Główną rzeczą wspólną książki i gry jest opowiadana historia. O ile jednak grając w Assassin's Creed: Unity kierowaliśmy postacią Arno i to właśnie z jego perspektywy śledziliśmy akcję, tak w Pojednaniu poznamy historię opowiedzianą od strony Elise de la Serre. Jest to bardzo ciekawe rozwiązanie, dzięki któremu znaczenia nabiera sam sens istnienia książki. W przypadku poprzednich gier z serii książki były zaledwie rozbudowaniem historii opowiedzianej w grze, często zawierały nawet te same dialogi, przepisane słowo w słowo. Taka sytuacja miała miejsce np. w przypadku Czarnej Bandery, która doczekała się swojej recenzji jakiś czas temu. Czyniło to książkę mało atrakcyjną dla kogoś kto grę już ukończył. W przypadku Assassin's Creed: Pojednanie poznajemy zarówno dzieciństwo Arno i Elise, śledzimy intrygę templariuszy od jej zalążków aż po ostateczne rozwiązanie, a także dostajemy logiczne zakończenie całej opowieści. Historia opowiedziana jest z perspektywy Elise, dzięki czemu nacisk położony zostaje na inne wydarzenia, te znane z gry przedstawiane są pobieżnie lub nawet powieść je pomija. Jedynie od czasu do czasu dostajemy skąpe informacje o tym czym zajmuje się Arno.

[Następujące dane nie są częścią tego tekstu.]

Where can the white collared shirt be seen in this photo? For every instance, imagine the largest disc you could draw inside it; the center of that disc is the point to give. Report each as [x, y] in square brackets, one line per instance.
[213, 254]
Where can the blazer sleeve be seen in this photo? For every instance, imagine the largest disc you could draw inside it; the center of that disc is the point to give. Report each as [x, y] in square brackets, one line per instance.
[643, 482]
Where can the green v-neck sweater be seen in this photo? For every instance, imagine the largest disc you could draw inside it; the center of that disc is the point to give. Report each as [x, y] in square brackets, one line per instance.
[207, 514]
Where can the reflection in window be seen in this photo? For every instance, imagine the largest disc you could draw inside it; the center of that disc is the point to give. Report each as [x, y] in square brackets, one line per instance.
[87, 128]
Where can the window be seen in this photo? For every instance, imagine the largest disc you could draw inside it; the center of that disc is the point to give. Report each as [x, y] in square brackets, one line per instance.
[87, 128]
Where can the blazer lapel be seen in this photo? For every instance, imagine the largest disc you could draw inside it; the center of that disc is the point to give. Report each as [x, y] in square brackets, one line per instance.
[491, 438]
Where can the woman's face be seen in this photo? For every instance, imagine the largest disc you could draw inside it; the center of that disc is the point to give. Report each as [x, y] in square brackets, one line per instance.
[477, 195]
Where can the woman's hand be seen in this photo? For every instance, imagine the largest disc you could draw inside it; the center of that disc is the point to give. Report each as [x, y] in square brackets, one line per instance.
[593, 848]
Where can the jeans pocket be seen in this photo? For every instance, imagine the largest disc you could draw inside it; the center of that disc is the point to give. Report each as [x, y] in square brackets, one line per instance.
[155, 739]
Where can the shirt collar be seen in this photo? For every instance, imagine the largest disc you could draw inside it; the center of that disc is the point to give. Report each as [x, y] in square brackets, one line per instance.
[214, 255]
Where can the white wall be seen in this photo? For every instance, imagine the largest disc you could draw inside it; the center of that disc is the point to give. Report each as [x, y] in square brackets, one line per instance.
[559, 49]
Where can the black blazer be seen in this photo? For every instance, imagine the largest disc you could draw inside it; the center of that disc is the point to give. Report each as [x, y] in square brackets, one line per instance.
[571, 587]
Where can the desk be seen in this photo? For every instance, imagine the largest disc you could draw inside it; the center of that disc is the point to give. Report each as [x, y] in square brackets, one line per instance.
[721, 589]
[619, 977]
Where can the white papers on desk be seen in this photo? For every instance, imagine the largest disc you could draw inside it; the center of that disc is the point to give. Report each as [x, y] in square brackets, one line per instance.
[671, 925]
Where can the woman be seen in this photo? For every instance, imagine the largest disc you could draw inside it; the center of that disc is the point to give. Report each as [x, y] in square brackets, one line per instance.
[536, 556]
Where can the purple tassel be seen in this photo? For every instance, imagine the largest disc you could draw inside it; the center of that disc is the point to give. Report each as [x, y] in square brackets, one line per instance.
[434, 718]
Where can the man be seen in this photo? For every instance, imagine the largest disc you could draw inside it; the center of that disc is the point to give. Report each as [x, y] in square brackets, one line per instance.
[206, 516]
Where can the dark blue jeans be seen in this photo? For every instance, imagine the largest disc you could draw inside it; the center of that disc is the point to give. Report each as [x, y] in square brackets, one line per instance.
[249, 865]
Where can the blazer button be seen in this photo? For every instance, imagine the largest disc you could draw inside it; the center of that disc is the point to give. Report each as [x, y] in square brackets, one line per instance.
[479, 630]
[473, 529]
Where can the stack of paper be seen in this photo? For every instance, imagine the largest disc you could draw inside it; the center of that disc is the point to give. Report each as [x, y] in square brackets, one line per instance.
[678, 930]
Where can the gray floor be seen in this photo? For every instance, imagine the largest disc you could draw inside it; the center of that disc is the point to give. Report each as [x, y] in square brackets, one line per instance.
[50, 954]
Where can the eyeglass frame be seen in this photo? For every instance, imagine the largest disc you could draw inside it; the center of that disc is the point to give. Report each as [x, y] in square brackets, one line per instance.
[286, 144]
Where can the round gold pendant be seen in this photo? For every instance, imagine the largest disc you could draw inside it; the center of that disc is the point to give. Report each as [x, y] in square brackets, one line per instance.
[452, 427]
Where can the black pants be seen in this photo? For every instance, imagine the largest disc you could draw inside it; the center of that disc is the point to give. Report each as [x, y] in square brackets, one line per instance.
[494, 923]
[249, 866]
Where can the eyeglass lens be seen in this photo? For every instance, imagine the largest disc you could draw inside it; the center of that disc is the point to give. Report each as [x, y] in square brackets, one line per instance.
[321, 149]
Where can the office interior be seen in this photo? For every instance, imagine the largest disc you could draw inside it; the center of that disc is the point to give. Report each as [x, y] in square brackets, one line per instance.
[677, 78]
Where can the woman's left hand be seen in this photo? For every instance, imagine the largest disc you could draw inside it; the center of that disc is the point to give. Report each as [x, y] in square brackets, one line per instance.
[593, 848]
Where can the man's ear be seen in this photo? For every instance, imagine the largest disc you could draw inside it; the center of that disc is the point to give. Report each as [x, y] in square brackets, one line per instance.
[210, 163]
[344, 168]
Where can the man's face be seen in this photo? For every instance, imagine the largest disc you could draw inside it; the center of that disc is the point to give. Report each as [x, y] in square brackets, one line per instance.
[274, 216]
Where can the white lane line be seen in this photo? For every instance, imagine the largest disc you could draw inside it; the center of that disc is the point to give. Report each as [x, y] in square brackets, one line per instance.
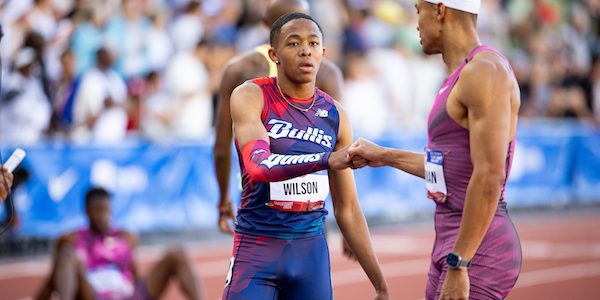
[558, 274]
[394, 269]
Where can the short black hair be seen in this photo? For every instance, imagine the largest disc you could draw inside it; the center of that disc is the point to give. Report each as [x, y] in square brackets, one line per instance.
[96, 193]
[276, 28]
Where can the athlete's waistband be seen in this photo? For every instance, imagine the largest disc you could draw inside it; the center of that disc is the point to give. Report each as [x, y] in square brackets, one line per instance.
[448, 208]
[281, 234]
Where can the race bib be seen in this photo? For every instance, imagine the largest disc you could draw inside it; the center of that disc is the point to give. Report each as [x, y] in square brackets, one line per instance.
[110, 281]
[304, 193]
[434, 176]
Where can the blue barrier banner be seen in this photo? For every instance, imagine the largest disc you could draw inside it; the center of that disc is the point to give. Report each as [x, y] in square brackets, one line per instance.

Jak już zostało wcześniej wspomniane głównym bohaterem powieści jest Elise de la Serre, córka francuskiego mistrza templariuszy. Poznajemy ją gdy jest jeszcze dzieckiem. Razem z nią w posiadłości przebywa Arno, jej najlepszy przyjacieć, druga najważniejsza postać w książce i główny bohater najnowszej produkcji Ubisoftu. Dokładnie poznajemy dzieciństwo Elise, jej stosunki z Arno, przeżycia wewnętrzne związane z utratą bliskiej osoby, a także przygotowania do przejęcia od ojca pozycji mistrza zakonu templariuszy. Wszystko jednak komplikuje się w momencie wysłania jej do szkoły dla wysoko urodzonych dam w Wersalu. Jednocześnie powoli rozkręca się intryga kierowana przez część niezadowolonych z obecnej sytuacji templariuszy. Mniej więcej w tym właśnie momencie fabuła książki i gry spotykają się ze sobą, chociaż akcja nadal skupia się na Elise, coraz częściej jednak autor informuje nas zarówno o Arno jak i bractwie asasynów. Wszystko to dzieje się na tle wydarzeń rewolucji francuskiej, chociaż stanowi ona tutaj jedynie pretekst do wystąpienia niektórych zdarzeń i sama nie odgrywa większej roli. Fabuła, jak we wszystkich książkach z serii Assassin's Creed jest ciekawa i wciągająca, chociaż jest to prawdopodobnie bardziej zasługa scenarzystów gry niż samego Olivera Bowdena. Niemniej efekt pozostaje taki sam, książkę czyta się bardzo szybko i przyjemnie.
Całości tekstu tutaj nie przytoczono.